Von allen Seiten stürmten sie auf die kleine Gruppe zu.
Es waren nicht viele. Doch sie wirkten gefährlich, wild und
heruntergekommen.
Den Ersten streckte Cathrina mit Dextra nieder, der schnell und
leise an Hawke vorbei zischte. Dieser hatte bereits sein Schwert
gezogen und kümmerte sich in der Zwischenzeit um die zwei
anderen, die es auf Cathrinas Rücken abgesehen hatten.
Im Laufen ließ diese sich fallen, rutschte unter einer herab
sausenden Streitaxt hindurch, zog Dextra aus der Leiche und
rammte ihn ihrem nächsten Angreifer ins Auge. Der Junge mit der
Axt hatte das Interesse an ihr verloren und wendete sich nun
Hawke zu, der immer noch mit den zwei anderen beschäftigt war.
Der eine war ein verdammt großer Brocken und schien nicht
müde zu werden seinen Morgenstern zu schwingen. Der Kleinere
hingegen schien nur dazu da Hawke abzulenken.
Cathrina warf einen Blick auf Kytschuld. Auch dieser war
beschäftigt, schien jedoch gut klar zu kommen. Also zögerte sie
nicht lange und sprintete los. Im gleichen Moment, in dem der
Junge seine Axt in Hawkes Rücken versenken wollte, hatte sie ihm
Manus in die Kehle gestoßen. Gurgelnd und Blut spuckend brach er
zusammen.
Hawke, einen Moment von ihrem plötzlichen Auftauchen irritiert,
reagierte nur einen kurzen Augenblick zu langsam. Der
Morgenstern streifte seine Schulter und riss einen Fetzen Stoff
mit sich. In stillem Einvernehmen kümmerte sich Cathrina um den
Schmächtigen. Ihr Gegner war schnell und versuchte sie immer
wieder aufzufordern, ihn anzugreifen. Doch Cathrina bezweifelte,
dass er fair spielen würde. Sie schenkte ihm ein kühles Lächeln,
hob das Kinn in einer trotzigen Geste und schlich um ihn herum.

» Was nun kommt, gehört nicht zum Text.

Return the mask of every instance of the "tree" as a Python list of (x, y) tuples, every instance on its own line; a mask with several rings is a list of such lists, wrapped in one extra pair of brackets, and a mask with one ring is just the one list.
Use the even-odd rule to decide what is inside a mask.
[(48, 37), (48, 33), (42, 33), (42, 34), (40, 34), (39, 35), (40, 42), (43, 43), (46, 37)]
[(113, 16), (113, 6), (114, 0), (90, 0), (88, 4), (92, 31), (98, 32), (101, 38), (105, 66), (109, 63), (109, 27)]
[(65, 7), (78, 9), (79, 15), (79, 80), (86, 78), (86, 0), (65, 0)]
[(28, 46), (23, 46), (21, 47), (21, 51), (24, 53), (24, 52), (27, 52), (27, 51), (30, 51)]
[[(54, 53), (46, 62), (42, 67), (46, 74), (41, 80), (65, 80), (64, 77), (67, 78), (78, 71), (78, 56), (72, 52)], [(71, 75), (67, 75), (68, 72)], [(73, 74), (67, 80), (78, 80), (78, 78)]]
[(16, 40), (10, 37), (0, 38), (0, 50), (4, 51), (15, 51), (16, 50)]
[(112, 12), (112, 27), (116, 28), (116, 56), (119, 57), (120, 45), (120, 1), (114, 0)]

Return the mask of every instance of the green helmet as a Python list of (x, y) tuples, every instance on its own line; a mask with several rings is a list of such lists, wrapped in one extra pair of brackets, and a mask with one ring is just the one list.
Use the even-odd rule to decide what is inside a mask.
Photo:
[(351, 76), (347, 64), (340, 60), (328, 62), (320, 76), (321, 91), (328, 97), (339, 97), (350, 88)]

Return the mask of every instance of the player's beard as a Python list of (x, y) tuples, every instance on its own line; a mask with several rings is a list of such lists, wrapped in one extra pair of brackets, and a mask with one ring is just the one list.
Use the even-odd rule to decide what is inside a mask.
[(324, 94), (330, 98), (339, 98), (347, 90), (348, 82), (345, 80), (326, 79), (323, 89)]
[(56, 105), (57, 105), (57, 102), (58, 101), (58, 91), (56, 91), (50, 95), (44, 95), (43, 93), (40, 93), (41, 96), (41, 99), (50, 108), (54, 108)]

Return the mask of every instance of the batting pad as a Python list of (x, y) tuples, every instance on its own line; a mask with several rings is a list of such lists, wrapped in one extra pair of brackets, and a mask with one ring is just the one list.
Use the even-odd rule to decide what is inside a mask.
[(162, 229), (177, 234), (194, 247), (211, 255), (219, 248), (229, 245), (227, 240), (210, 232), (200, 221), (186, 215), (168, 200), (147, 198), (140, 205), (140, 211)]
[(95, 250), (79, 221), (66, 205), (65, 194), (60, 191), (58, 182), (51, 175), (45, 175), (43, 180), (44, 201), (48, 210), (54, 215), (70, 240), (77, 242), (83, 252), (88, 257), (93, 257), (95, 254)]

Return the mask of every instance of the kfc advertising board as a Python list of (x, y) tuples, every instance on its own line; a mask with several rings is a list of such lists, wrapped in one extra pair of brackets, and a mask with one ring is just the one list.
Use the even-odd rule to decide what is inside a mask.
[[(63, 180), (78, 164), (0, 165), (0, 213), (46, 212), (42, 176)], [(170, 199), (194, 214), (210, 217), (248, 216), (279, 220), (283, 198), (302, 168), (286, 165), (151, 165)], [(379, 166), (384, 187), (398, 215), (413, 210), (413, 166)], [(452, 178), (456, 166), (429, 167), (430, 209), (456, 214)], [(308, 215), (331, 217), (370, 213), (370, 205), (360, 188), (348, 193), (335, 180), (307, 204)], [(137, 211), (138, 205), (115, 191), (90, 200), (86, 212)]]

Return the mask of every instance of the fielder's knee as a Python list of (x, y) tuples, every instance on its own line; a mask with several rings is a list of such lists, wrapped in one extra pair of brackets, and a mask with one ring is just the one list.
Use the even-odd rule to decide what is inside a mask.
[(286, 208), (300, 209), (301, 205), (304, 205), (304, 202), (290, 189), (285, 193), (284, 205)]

Schon bald verlor er die Geduld, wie sie es sich gedacht hatte. Er
machte einen unkontrollierten Schritt auf sie zu, streckte dabei den
Arm aus, um nach ihr zu greifen. Er verfehlte sie, allerdings hatte er
sich in ihrem Haar festgekrallt.
Sie biss die Zähne zusammen, machte eine ruckartige Bewegung
und hatte das Gefühl, als würde ein Teil ihrer Kopfhaut ausgerissen
werden.
Sie verlor keine weitere Zeit, machte einen Ausfallschritt und
während ihr Gegner dachte, er hätte sie erwischt, ließ sie sich auf
ein Knie fallen und rammte ihm Manus bis zum Anschlag unter das
Brustbein.
Der junge Mann kreischte auf, Cathrina drehte den Dolch und riss
ihn dann in einer fließenden Bewegung wieder heraus. Blut ergoss
sich auf ihr Gesicht und schnell wandte sie sich ab. Als sie ihn mit
ihrem rechten Arm abwehrte, sodass er nicht auf sie fiel,
bemerkte sie, dass sie die Letzte war, die noch gekämpft hatte. Sie
richtete sich auf und bemerkte, wie Kytschuld und auch Hawke
sie angafften.
„Nette Vorstellung.“, bemerkte Kytschuld, Hawke jedoch wandte
sich ab.
„Was war denn hier los?“, Ticzco erschien auf der Lichtung. Dicht
gefolgt von den anderen.
„Ein Hinterhalt, wie ich vermute.“, Hawke wischte sein Schwert an
dem Fell des Toten ab. Dann deutete er damit auf das Klangspiel.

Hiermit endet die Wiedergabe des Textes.